La semana nos ha traído dos noticias económicas de calado.
La inminente aprobación del ingreso mínimo vital como medida que va más allá de
la emergencia sanitaria. El acuerdo de derogación total de la reforma laboral
de 2012 que introdujo un mínimo de flexibilidad en el mercado de trabajo.
Hace unos meses, Thomas Piketty,
un marxista que se ha hecho rico vendiendo libros sobre la pobreza y la redistribución,
nos sorprendió con sus nuevas reflexiones y propuestas. Reconoce que la multiplicación
de ayudas sociales hunde a amplias capas de la población en la “trampa de la
pobreza”. Reconoce que la renta básica, diseñada para solucionar este tipo de
problemas, añade otros. Mejor, concluye, sería capitalizarla. Al llegar a la
mayoría de edad, cada individuo recibiría el dinero equivalente a la renta básica
de 60 años. Y podría decidir cómo invertirlo para estabilizar sus ingresos a lo
largo de su vida. Dudo que el remedio llegue a implantarse y que funcione. Cumpliría,
no obstante, una importante función didáctica: demostrar a la ciudadanía lo
difícil que resulta ganarse el pan con los beneficios generados por una empresa
o un fondo de inversión.
Y digo yo, ¿por qué no aplicamos la misma medicina a los políticos?

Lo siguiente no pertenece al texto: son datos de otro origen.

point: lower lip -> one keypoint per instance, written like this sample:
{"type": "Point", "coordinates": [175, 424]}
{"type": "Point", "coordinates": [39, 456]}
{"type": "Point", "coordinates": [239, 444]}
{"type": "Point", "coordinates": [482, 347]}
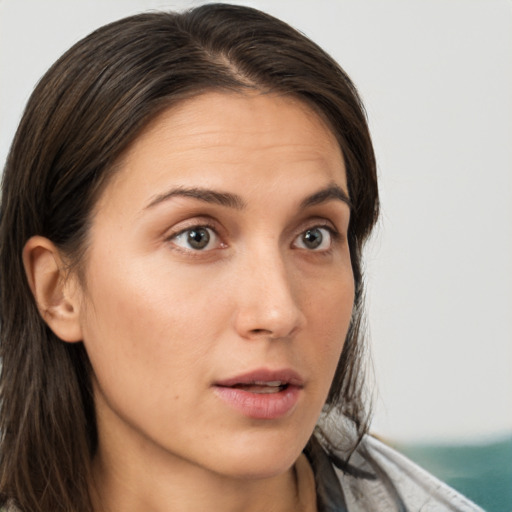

En el momento de empezar su mandato, cada político recibiría el dinero
equivalente a su sueldo mensual de cuatro años. Podría invertir ese
capital como quisiera. La única condición es que luego no se quejara de los
bajos beneficios generados por su fondo de inversión. Menos, de la quiebra de
la empresa en cuyo capital participa, a consecuencia de las leyes laborales y
fiscales que él mismo ha aprobado.
Moraleja: mientras los
políticos no asuman responsabilidades por las consecuencias económicas de sus
decisiones, se aprobarán muchas leyes nefastas para la economía.